= Richard Bissill =

British musician

Richard Bissill is a French horn player, composer and arranger, and Professor at the Guildhall School of Music and Drama in London.

Born in Leicestershire, he was a member of the Leicestershire Schools Symphony Orchestra and he then studied horn and piano at the Royal Academy of Music before joining the London Symphony Orchestra in 1981. In 1984 he was appointed Principal Horn of the London Philharmonic Orchestra.

Since 1990 he has been Solo Horn with London Brass, with whom he has played many new pieces commissioned by the group, including several of his own compositions and arrangements. The ensemble's work has also included projects with popular music and jazz artists and Bissill has been featured in an improvisatory role many times.

Bissill is known for his involvement in jazz performance. Whilst still a teenager, he played with the BBC Radio Leicester Big Band and later the National Youth Jazz Orchestra with which he made several recordings. His improvisatory abilities and skill in jazz styles are well known throughout the world and he is often selected for sessions or by visiting bands from abroad requiring a horn player who can swing and/or improvise. In this capacity he has worked with Quincy Jones, Lalo Schifrin, Wynton Marsalis, Michel Legrand and many others.

Bissill has also improvised in a non-jazz context, recorded with the horn players Pip Eastop and Jonathan Williams.

As a teacher and player he understands the capabilities of the horn, particularly its low register, and this shows itself in his numerous works for horn ensemble, including Three Portraits for horn octet and Corpendium 1 for six horns.
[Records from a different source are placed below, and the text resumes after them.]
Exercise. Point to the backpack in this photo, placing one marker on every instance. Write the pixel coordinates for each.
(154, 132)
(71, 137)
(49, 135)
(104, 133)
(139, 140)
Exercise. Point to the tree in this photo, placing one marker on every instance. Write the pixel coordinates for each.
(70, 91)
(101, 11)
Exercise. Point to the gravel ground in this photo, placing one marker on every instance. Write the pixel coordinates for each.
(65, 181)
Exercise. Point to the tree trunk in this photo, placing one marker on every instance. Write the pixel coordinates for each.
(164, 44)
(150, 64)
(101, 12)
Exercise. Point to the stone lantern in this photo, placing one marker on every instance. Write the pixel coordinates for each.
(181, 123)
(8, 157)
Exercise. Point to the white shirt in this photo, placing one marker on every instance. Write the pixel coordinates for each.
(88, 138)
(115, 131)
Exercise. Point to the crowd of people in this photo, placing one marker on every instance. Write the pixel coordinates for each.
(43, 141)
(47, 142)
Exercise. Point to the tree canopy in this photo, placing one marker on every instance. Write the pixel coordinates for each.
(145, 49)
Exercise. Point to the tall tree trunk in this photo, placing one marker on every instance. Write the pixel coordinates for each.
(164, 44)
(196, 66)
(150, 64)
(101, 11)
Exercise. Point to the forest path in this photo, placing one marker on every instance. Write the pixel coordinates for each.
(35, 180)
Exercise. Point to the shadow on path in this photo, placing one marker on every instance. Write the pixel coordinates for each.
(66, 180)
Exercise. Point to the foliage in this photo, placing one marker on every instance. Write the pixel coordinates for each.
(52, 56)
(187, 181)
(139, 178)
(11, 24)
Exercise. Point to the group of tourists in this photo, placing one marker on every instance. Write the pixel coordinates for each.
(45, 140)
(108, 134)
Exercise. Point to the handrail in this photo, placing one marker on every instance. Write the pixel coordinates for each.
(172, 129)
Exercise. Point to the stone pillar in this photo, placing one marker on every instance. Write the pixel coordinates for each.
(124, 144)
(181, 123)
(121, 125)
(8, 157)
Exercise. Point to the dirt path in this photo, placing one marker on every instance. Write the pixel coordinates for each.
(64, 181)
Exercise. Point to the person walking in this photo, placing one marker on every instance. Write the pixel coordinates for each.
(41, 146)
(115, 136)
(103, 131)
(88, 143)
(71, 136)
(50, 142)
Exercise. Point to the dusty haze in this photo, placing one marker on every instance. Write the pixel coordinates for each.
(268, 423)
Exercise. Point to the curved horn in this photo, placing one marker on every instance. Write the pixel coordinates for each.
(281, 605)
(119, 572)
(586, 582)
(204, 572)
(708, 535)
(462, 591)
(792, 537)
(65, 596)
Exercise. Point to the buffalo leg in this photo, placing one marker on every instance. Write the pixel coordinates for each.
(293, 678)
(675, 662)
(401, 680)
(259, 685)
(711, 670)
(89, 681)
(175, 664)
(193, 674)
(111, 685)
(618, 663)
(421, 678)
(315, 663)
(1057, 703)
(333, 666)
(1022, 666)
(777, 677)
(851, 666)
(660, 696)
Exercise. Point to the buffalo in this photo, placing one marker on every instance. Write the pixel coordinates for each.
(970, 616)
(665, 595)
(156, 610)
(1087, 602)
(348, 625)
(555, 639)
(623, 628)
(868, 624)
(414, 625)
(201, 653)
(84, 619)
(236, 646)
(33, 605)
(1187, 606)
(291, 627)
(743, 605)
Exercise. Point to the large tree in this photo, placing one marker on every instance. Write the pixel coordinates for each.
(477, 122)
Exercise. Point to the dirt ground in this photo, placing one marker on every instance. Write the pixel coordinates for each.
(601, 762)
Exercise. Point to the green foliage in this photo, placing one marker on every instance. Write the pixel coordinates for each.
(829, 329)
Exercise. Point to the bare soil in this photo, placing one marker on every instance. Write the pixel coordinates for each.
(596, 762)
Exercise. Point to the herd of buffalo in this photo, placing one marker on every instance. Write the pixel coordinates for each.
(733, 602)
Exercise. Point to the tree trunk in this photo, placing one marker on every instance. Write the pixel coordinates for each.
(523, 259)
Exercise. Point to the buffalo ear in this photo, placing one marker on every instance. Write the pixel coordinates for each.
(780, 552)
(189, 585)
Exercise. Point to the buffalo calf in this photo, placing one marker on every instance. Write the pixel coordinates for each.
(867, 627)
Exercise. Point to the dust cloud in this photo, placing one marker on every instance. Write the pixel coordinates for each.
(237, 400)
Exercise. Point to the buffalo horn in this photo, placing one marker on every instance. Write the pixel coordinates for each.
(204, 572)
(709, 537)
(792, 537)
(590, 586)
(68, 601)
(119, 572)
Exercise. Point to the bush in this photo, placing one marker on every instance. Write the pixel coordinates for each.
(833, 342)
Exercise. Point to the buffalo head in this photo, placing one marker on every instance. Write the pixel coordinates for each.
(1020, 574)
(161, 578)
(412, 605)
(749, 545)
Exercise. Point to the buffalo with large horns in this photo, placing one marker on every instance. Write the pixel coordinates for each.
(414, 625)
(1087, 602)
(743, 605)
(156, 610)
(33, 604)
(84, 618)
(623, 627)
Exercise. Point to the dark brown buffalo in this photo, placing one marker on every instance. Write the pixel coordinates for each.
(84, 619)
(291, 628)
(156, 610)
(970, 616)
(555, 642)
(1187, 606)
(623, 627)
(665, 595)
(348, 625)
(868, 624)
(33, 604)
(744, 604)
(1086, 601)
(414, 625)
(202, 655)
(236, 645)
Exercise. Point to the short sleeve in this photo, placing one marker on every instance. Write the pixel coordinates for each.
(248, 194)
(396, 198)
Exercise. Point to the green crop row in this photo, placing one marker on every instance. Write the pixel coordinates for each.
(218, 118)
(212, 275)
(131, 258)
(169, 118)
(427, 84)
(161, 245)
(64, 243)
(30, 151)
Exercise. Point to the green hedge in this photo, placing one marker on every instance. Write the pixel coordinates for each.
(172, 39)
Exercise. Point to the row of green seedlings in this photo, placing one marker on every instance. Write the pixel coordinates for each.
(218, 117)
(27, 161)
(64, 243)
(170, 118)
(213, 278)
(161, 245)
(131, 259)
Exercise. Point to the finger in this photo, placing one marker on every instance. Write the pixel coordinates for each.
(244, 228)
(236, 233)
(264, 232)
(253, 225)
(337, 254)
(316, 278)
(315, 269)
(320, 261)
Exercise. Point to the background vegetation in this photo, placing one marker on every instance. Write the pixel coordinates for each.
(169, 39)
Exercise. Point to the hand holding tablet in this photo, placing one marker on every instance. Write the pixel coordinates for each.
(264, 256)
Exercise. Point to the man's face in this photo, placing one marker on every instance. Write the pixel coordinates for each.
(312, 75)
He has also achieved success as a composer of orchestral music, his Christmas Carnival being frequently performed and having been recorded by the Royal Philharmonic Orchestra. His Sinfonia Concertante for clarinet, trumpet, horn and orchestra was commissioned by the London Symphony Orchestra to celebrate its centenary in 2004.

Bissill's Lone Call and Charge, for solo horn is frequently performed, for example where competition or audition rules stipulate performance of a recently composed work.

His Rhapsody for piano and orchestra was premiered by Philip Fowke and the London Philharmonic Orchestra at the Royal Festival Hall.

Bissill has served as professor of horn at the Guildhall School of Music and Drama since 1983, where he has trained numerous students who have gone on to professional careers internationally. He is also the author of The Good Brass Guide for horn, a widely used instructional method.